Objective: Alterations in the structure and function of intervertebral discs by multifaceted chronic processes can result in intervertebral disc degeneration (IDD). The mechanisms involved in IDD are still unknown.
Methods: We investigated the possible mechanisms underlying IDD using a bioinformatics analysis of publicly available microarray expression datasets and built a circular RNA-microRNA-mRNA (circRNA-miRNA-mRNA) network based on the results. Datasets GSE67566 and GSE116726 were downloaded from the Gene Expression Omnibus (GEO) and analyzed using the limma package in R. The CircInteractome database was used to detect miRNAs related to circRNA, and TargetScan, miRDB, and miRTarBase were used to predict target mRNAs. Key target genes were annotated using Gene Ontology terms.
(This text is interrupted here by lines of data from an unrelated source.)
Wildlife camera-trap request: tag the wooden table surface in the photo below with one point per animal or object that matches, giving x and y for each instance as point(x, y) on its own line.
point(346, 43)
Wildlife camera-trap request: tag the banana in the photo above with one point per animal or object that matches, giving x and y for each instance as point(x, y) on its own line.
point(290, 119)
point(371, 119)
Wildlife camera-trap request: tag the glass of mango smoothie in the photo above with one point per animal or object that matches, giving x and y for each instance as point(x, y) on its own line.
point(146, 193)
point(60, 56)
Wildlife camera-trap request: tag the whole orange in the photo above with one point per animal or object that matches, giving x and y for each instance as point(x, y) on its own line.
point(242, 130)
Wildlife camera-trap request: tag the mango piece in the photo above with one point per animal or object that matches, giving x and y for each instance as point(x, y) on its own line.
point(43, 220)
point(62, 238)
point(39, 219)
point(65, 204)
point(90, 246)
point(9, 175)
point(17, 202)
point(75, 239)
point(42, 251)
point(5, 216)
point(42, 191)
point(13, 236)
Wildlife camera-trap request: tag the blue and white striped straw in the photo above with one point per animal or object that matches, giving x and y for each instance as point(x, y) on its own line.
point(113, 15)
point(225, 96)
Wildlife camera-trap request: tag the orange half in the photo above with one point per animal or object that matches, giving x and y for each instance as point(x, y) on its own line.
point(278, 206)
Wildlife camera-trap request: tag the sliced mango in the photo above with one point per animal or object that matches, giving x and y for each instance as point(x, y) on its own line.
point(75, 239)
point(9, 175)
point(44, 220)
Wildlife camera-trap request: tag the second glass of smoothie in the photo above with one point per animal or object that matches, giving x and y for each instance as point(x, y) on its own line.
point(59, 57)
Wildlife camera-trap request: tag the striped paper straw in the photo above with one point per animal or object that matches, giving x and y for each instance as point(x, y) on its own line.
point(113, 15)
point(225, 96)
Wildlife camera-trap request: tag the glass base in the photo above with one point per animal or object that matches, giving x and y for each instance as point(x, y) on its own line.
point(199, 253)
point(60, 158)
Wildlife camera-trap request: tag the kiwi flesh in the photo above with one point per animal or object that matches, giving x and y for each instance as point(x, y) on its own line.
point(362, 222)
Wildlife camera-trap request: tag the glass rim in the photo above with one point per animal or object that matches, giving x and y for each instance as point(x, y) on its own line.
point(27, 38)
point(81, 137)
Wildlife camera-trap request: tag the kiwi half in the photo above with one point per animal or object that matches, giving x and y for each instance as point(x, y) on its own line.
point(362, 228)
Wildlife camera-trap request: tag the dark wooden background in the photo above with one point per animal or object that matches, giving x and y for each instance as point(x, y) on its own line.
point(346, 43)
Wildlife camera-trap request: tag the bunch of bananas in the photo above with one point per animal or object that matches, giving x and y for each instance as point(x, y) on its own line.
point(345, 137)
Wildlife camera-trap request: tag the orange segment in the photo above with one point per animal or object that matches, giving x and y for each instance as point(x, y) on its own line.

Results: The circRNA hsa-circ-0040039 was found to have the top log fold-change score. Analysis using Metascape showed that the associated genes were enriched mainly in the cell cycle. The Cytoscape plugin MCODE predicted that two members of the RAS oncogene family-RAB1A and RAB1B-and multiple coagulation factor deficiency (MCFD2) may play key roles in IDD.
Conclusion: Our results suggested that hsa-circ-0040039 and the related network may be potential biomarkers for IDD.
Keywords: Gene Expression Omnibus; Intervertebral disc degeneration; bioinformatics; circular RNA; microRNA; sponge.